Delorise Thomas said her sister had made piece with her time in prison.
“She enjoyed herself, going out driving, playing cards, going out to different parties…She enjoyed her life,” Thomas, 72, told the AP from her Rochester home, where Tyson lived.
In February 1974, Tyson received a 25-year-to-life prison sentence for the murder of Timothy Haworth. The incident unfolded when the Philadelphia business consultant left his Rochester hotel around midnight on May 24, 1973, seemingly in search of a prostitute. He was discovered the following day, strangled with his necktie, in an alley.
Tyson and another prostitute John Duval both signed confessions to the murder.
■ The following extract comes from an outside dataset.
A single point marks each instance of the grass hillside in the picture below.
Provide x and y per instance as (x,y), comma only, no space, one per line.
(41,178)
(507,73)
The pair said the Rochester Police Department beat confessions out of them. At the trial, two teenage runaways said that they saw Tyson and Duval with Haworth shortly before he was killed, according to the National Registry of Exonerations. The two were separately sentenced to 25 years to life in prison on a second-degree murder charge. One of the teen witnesses later revealed he was beaten and forced by police to give an eyewitness statement.
It was not until May 1998 that Tyson would have her conviction overturned because the police kept secret a report that contradicted one of their key witnesses. Duval’s conviction was overturned in June 1998 for the same reason.
Tyson later received a settlement from the City of Rochester for $1.3 million. Despite the settlement, she later struggle financially and worked cleaning a daycare center for $143 a week.
“All that bitterness and anger left me in the late ’70s,” she said in 1999 an interview with the Associated Press. “I wasn’t a goody two-shoes, but the fact of the matter is, I didn’t kill anybody.”
While incarcerated, Tyson was a model prisoner. She counseled female offenders with AIDS, got a printer’s apprenticeship, led aerobics classes, and was known as “mom” to the younger incarcerated women in the facility.
Delorise Thomas told the Associated Press that she she felt her sister was finally “free.”